Ministério Publico do Estado de Mato Grosso

DIÁRIO DE CUIABÁ

MPE pede que Eder Moraes devolva R$ 7,3 milhões

quarta-feira, 31 de outubro de 2018, 15h34

 
Da Reportagem

O Ministério Público do Estado (MPE) ofereceu uma denúncia exigindo a devolução de R$ 7,3 milhões do ex-secretário da Copa do Mundo, Eder de Moraes, por um suposto sobrepreço nas obras da Arena Pantanal arena multiuso construída em Cuiabá para abrigar 4 jogos da Copa do Mundo 2014. A ação foi assinada pela Promotora de Justiça Audrey Ility na última segunda-feira (29). A ação também pede a condenação do consórcio Santa Bárbara-Mendes Júnior, do gerente de contratos da Santa Bárbara Engenharia, Fernando Henrique Linhares, o engenheiro Eymard Timponi França, além da Mendes Júnior Engenharia S/A. Em caso de condenação, eles também deverão devolver os recursos de forma solidária com Eder.

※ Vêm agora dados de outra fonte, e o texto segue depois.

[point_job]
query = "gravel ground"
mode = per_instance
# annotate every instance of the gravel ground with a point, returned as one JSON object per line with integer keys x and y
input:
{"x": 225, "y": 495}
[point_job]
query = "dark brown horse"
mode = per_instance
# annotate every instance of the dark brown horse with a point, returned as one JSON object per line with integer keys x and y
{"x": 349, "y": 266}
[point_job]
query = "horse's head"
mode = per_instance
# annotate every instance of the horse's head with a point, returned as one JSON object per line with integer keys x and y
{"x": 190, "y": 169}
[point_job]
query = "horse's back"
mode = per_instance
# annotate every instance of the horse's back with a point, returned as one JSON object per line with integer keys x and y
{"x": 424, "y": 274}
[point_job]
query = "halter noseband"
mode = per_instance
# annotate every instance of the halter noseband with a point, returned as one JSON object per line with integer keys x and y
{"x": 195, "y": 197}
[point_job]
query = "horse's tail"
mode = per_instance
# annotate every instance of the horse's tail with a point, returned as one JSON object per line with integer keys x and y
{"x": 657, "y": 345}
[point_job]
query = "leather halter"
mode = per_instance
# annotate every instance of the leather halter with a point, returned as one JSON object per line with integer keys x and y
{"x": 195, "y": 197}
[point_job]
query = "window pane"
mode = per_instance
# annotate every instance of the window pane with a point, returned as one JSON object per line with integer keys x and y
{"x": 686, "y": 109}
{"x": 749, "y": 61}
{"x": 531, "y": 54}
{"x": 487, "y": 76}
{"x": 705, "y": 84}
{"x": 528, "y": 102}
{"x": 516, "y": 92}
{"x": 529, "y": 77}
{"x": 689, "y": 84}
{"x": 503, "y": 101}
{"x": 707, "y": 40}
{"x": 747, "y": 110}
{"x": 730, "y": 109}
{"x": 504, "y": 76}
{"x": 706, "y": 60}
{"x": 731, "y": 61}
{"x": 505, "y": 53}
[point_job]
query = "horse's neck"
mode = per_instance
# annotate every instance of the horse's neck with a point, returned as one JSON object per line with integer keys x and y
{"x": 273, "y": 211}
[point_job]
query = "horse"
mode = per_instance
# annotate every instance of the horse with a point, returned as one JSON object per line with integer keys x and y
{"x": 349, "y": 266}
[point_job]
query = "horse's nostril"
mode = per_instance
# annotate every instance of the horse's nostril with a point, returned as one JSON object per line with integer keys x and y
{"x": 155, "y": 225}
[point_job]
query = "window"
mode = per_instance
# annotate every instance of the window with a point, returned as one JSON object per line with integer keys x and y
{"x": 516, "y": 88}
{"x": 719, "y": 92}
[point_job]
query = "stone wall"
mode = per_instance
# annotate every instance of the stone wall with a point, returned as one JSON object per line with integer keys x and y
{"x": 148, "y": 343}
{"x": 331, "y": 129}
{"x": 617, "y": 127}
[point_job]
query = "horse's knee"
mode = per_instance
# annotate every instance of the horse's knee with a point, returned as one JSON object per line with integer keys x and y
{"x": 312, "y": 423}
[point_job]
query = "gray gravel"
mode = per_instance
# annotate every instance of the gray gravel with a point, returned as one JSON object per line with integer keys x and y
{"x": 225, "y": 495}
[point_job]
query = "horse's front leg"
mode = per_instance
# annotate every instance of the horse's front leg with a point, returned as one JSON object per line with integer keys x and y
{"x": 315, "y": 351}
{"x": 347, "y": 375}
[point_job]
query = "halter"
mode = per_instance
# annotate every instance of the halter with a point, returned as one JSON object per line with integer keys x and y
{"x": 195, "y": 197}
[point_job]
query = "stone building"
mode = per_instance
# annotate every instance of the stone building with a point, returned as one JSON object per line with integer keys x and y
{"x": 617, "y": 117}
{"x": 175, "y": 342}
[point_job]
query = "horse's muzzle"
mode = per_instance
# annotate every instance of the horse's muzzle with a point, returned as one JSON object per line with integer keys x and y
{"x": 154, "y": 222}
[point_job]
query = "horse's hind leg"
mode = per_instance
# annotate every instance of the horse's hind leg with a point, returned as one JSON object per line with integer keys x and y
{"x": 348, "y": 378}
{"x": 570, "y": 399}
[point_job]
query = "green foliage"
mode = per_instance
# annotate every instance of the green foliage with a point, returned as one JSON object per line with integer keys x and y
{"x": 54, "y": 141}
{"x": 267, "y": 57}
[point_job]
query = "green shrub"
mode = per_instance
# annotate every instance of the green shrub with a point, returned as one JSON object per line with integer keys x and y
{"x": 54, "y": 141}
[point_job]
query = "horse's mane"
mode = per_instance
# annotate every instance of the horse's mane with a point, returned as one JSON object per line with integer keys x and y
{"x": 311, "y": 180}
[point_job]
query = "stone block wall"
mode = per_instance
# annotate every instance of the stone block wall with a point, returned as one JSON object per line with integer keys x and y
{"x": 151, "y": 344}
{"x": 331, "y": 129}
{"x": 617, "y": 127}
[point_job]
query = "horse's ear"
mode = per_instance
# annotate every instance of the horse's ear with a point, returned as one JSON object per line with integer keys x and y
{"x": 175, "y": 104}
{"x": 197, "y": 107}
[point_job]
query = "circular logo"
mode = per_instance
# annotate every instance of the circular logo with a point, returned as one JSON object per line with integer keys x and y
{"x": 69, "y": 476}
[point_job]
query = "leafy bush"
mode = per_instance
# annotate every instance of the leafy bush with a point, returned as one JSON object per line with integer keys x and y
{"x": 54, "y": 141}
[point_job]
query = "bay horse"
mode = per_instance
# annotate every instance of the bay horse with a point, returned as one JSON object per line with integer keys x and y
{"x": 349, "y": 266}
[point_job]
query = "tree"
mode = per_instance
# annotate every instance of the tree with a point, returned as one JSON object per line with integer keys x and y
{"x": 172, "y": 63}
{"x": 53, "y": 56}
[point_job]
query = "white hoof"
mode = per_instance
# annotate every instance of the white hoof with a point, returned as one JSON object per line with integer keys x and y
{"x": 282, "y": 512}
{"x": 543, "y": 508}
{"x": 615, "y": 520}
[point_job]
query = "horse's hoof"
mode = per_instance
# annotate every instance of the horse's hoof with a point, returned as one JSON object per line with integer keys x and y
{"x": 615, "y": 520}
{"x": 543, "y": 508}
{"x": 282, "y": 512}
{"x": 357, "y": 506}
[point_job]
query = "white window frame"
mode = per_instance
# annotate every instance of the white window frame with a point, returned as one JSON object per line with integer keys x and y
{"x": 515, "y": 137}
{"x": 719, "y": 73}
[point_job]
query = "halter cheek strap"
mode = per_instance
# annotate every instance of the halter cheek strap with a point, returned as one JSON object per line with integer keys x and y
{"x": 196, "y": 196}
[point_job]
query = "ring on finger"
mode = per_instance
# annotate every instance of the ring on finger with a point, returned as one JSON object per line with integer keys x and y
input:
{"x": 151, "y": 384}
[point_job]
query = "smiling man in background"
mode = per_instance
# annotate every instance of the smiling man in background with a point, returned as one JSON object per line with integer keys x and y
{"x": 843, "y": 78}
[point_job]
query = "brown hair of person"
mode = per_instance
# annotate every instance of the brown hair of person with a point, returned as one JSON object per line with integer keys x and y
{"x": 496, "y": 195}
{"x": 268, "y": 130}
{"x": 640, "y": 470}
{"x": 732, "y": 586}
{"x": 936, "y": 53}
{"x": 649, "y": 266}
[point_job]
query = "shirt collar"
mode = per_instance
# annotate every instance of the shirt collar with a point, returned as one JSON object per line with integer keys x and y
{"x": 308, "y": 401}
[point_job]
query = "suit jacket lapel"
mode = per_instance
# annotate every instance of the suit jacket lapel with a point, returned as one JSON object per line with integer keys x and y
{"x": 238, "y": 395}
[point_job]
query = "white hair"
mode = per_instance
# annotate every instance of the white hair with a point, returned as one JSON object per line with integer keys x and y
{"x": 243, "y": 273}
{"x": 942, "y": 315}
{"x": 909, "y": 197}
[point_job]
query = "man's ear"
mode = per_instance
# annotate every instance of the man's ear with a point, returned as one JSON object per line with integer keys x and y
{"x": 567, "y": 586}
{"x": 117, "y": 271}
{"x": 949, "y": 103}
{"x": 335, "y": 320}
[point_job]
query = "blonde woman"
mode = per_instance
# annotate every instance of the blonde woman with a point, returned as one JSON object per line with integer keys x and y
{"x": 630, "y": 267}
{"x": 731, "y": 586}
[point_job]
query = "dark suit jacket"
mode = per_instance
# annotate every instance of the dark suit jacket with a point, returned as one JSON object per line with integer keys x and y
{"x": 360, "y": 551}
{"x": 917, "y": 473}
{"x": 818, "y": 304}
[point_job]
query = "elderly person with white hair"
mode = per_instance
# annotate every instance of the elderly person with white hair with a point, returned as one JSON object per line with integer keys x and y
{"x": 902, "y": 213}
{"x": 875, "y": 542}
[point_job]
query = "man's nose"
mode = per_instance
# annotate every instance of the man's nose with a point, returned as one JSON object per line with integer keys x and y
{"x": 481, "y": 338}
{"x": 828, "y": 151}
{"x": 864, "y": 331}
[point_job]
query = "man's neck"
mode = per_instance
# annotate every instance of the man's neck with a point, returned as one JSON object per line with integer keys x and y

De acordo com informações da promotora, a denúncia teve início após matérias jornalísticas que davam conta de um “pagamento adiantado” de R$ 37 milhões para aquisição de “estruturas metálicas”. “Em razão de matérias jornalísticas que noticiavam que o Governo do Estado de Mato Grosso havia ‘adiantado’ pagamento no valor de R$ 37.000.000,00 ao Consórcio para ‘comprar e montar os materiais metálicos nos Estados de Goiás e Paraná’ e ‘pagar estruturas metálicas que ainda não haviam sido formalmente adquiridas’”, diz trecho da denúncia.

Posteriormente, conforme narra o MPE, a 36ª Promotoria de Justiça Cível instaurou o Inquérito Civil, com o objetivo de apurar em quais circunstância a Santa Bárbara Engenharia “abandonou” o projeto  como ocorreu em 2013. As investigações seguiram, e constataram que um 4º termo aditivo contratual do negócio, realizado entre o Governo do Estado e o Consórcio Santa Bárbara-Mendes Júnior, serviu apenas para “modificar” o edital. “Conforme exposto, do edital e do contrato tem-se que o serviço de ‘fornecimento’ consistia na ‘aquisição’ do aço na forma de chapas ou barras; o serviço de ‘fabricação’ [...] Com o 4º termo aditivo aqui tratado, operou-se o ‘destrinchamento’ dos serviços contratados e critérios das medições dos serviços”, diz outro trecho da denúncia.

Eder de Moraes estava à frente da Secopa (que se chamava Agecopa à época) na publicação do 4º termo aditivo. Essas medições, de acordo com a denúncia, acarretam prejuízos de R$ 7.328.549,73. “Já o 4º Termo aditivo celebrado pelo então Diretor-Presidente da Agecopa, Eder de Moraes Dias, possibilitou a decomposição dos serviços referentes às estruturas metálicas e alterou as fases de medição, permitindo este pagamento parcial antecipado”, relata o MPE. A Justiça ainda não decidiu se aceita ou não a denúncia.